More than six years after residents of Flint, Michigan, suffered widespread lead poisoning from their drinking water, hundreds of millions of dollars have been spent to improve water quality and bolster the city’s economy. But residents still report a type of community PTSD, waiting in long grocery store lines to stock up on bottled water and filters. Media reports Wednesday said former governor Rick Snyder has been charged with neglect of duty for his role in the crisis.
Snyder maintains his innocence, but he told Congress in 2016, “Local, state and federal officials—we all failed the families of Flint.”
One tool that emerged from the crisis is a form of artificial intelligence that could prevent similar problems in other cities where lead poisoning is a serious concern.
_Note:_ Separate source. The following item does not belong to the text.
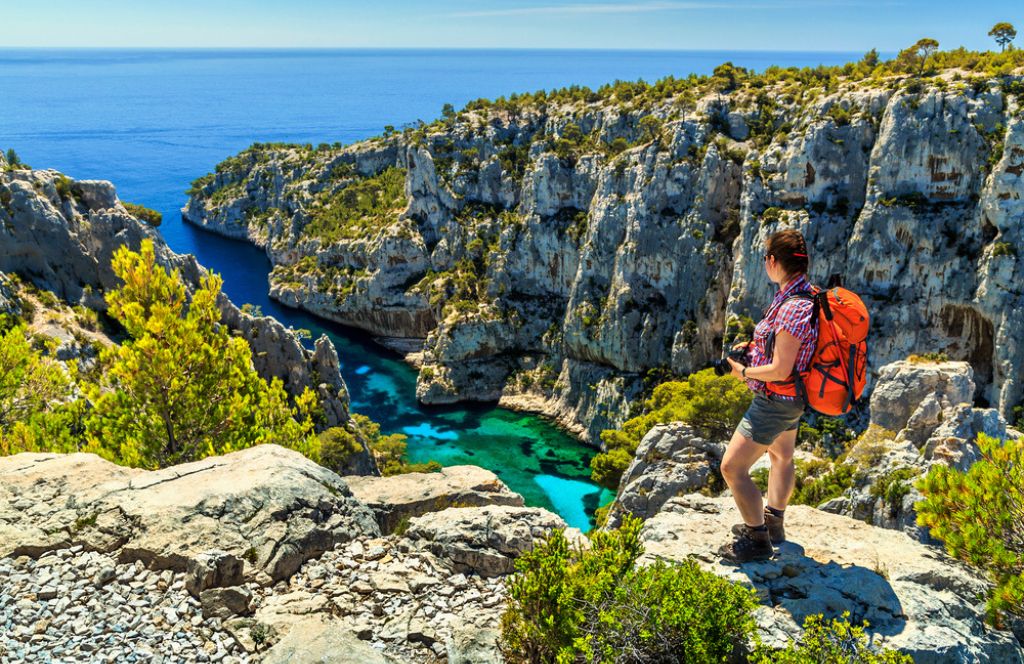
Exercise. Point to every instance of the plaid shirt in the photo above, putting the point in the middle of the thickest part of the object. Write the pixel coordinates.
(795, 318)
BlueConduit, an analytics startup that says it uses predictive modeling to find lead pipes, offered promising results in Flint, but the city’s complex politics ended its use prematurely.
Now, four years later and 100 miles away, officials in Toledo, Ohio, facing concerns about lead pipes, want to use the technology. They hope to avoid the problems that surfaced in Flint by expanding community outreach and involvement. The Ohio Department of Health estimates that as many 19,000 children in the state have elevated levels of lead; children in Toledo tested positive for lead poisoning at nearly double the statewide rate, according to a 2016 report from the Toledo Lead Poisoning Prevention Coalition.
Lead is a crippling neurotoxin that can cause lifelong developmental problems in children and is toxic to adults even at low exposure levels. Last year, Toledo committed to a 30-year project to find and replace the estimated 30,000 lead pipes in the city. In October, a coalition including the city, local activists, and a nonprofit group received a $200,000 grant from the Environmental Protection Agency to use BlueConduit’s technology to find lead pipes.
Started in 2019 by Jacob Abernethy and Eric Schwartz, BlueConduit grew out of a University of Michigan project to identify lead pipes in Flint. Abernethy says the startup has contracts with organizations governing 50 cities to help replace lead pipes.
BlueConduit uses statistical techniques to predict which neighborhoods and households are most likely to have lead pipes, based on dozens of factors: the age of the home, the neighborhood, proximity of other homes where lead has been found, utility records, and more. Given a list of addresses, BlueConduit offers a ranking based on the likelihood of a lead service line. Cities can use the ranking to prioritize homes for excavations to examine the pipes.
“You can think of this not so much as ‘These homes have lead, these homes don’t,’” Schwartz says. “What we’re saying is, here’s the rank ordering of probabilities. And if your goal is reducing the amount of time people in the community are living with lead pipes, this is the way you should start going down the list.”
Alexis Smith, community program and technical associate at Freshwater Future, a nonprofit working with Toledo, says one appeal of Toledo’s approach is the input from residents, as well as the algorithms.
“It’s going to take the knowledge of homeowners and information not just from the city, but from the residents,” she says. “It really put our mind at ease that this isn’t just something that’s going to happen to us. We’re going to be working as a part of this program.”
Balancing tech and community perspectives is essential so residents don’t feel as though their concerns are secondary to algorithms. During the Flint project, BlueConduit’s model offered promising results, but it was met with a divided community and deep mistrust in leadership.
In 2017, Schwartz and Abernethy, professors of marketing and computer science, respectively, worked with Flint officials, who were initially impressed by the team’s predictive model. That year roughly 70 percent of the homes identified by the model turned out to have lead pipes. The city later signed a deal with AECOM, a Los Angeles-based engineering firm, that declined to use the pair’s predictive modeling. The following year, without the model, accuracy dropped to roughly 15 percent.